The switch doesn't give up its life quickly ( resistance will increase first). When you press it, if the key is already turned to start, you will be giving the switch a nice arc internally, which will start ( very quickly) to carbon up the contact area of the switch. You can just take the switch out of the circuit and connect those two wires together and see if your problem goes away. If it does, replace the switch with a button or switch with contact ratings of at least 20 amps ( leave it out). Other thing you can do is make sure switch is either on or button already pushed, before you turn the key to start. THis way you will be drawing the high load thru closed contacts which will last much longer, than thru 'switching ' contacts that arc.

rich


----------



## gtoearl (Dec 21, 2009)

Thanks to ALL you guys for the info......I can't believe the response from ALL of you for this very puzzling and frustrating issue........This last summer I was afraid to take it our anywhere, where I had to park it awhile, such as a local car show........The ones I did take it to I just held my breath while starting it.......The more I read from you guys, the more I think its likely it's that start button.......since the issue has gotten steadily worse as time has gone by since its install, a little over a year ago.......After the Holidays I'll take it out.......I also have to stall my new original style 66 shifter .....I bought the car with a t400 trany with a 67 style his and her shifter......I traded a guy on Ebay for my 67 style shifter and console top with bezel for a reconditioned 66 shifter with the conversion kit installed to accommodate my t400 , 3 gears.....and a real nice console top with original 66 bezel..Here is Gary's email.. "[email protected]" if anyone out there needs shifter or console help.....He is a real gentlemen and an honest guy....some of you may wonder if I got a good deal or not, given that the his and hers shifter is an expensive and somewhat rare item.......But I got what I wanted...so isn't that the important thing....now my 66 will look like a 66 even though I have a later trany in it......

Merry Christmas to ALL and have a safe New Year's Eve........

BY the way Rich......I spent some time up in your neighborhood...in 1971 after I was released from active duty in the Navy I lived in Manchester ...on the East side and worked in a gas station down town by the river......I still remember the Tornado or twister of some kind that came down the river and we had to close up the lube bay doors and stay inside while the thing past over...It was like it went from day to night in minutes.........and back again......real strange.....Anyway thanks for your advice.....


----------



## Rukee (Feb 8, 2007)

I prolly would have kept the his & her's.


----------



## injn37 (Nov 16, 2008)

Yeh, my money is on the 'button' too!
Been up in Merrimack for 33 years.
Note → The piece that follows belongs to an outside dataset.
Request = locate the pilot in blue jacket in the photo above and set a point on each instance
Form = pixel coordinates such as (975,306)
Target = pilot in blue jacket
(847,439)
Kinda love it up here, even with the New England weather , the 'spice of life'!

I was in the Navy back in 68 to 75. Airdale. Jezebell operator on a P-2 and P-3.
Really tough trying to push one when it broke down while on a mission.:lol:


----------



## 05GTO (Oct 6, 2004)

In addition to the other suggestions, check for a bad or out of adjustment neutral safety switch, Keep a foot on the brake and try starting the car as you slowly move the shifter from park to drive.


----------



## gtoearl (Dec 21, 2009)

I thought about that when I had the his and hers shifter in.........now that I have an original style 66 shifter with new neutral safety switch..............I'll hopefully remove that issue from the equation upon install....thanks again to ALL.......


----------



## gtoearl (Dec 21, 2009)

Hi All,

It’s been a while since I’ve been on this site……..Update….My 66 GTO went in for new paint last month and it’s taking a little longer than I would like….but hopefully worth the wait….Blue Charcoal….The starting problem was rectified by adding a remote solenoid mounted on the frame drivers side. Works great………I also talked before about taking the His and hers shifter out and installing an original 66 shifter with a shift kit to accommodate the t400 that is in it………done that too………looks good and more correct for the car……..still need to work in the kick down problem…….will get a new switch and play with the adjustment on the plate…………hope I can figure it out………that’s all for now….will load pics when the car is painted………..oh ya….I also got some new Rally 1 wheels for it……….will mount them with new red line tires when the car is painted………can hardly wait……..


----------



## geeteeohguy (Feb 2, 2008)

Thanks for the update, Earl. Was your '66 originally Blue Charcoal?? It's a really good looking color, and not often seen. Rukee and I are lucky enough to own Blue Charcoal '65 hardtops....it looks GREAT on the flowing lines of a '66!!! (and it's surprisingly contemporary, too!)


----------



## gtoearl (Dec 21, 2009)

Hi again,

Yes, sure was...the data plate indicates a color code of BB....my research tells me that Blue Charcoal was only available 65 and 66...When I removed the weatherstrip around the doors and trunk, especially, it was all Blue Charcoal underneath. The guy that's going to do the paint, when ordering the paint, he added a little more metal flake and plans on putting at least 3 coats of clear...He says the paint will really "pop" when finished ......yes, it is a rare color and I've only seen it a few times in pictures, never live.
On anther note, I was able to score, if you can believe it, a full set, that's 4 wheels, trim rings and centers, with lug nuts......from Wheels Vintiques out of Fresno, at the last Good Guys show in Pleasanton...............for........$ 370.00 shipped to my home in San Jose......I'm not joking...I couldn't get the cash out of my pocket fast enough...I had to ask the guy a few times..."are you sure?" The only thing I need now is tires for it.....In fact, Do you have any ideas or contacts for radial red line tires p225/70x15 ??? Coker Tires has them around $200 each........was hoping to find them cheaper somewhere else.........


----------



## pjp144 (Sep 1, 2016)

yes you need a very good battery at least 800 --1000 cranking amps it worked for me


----------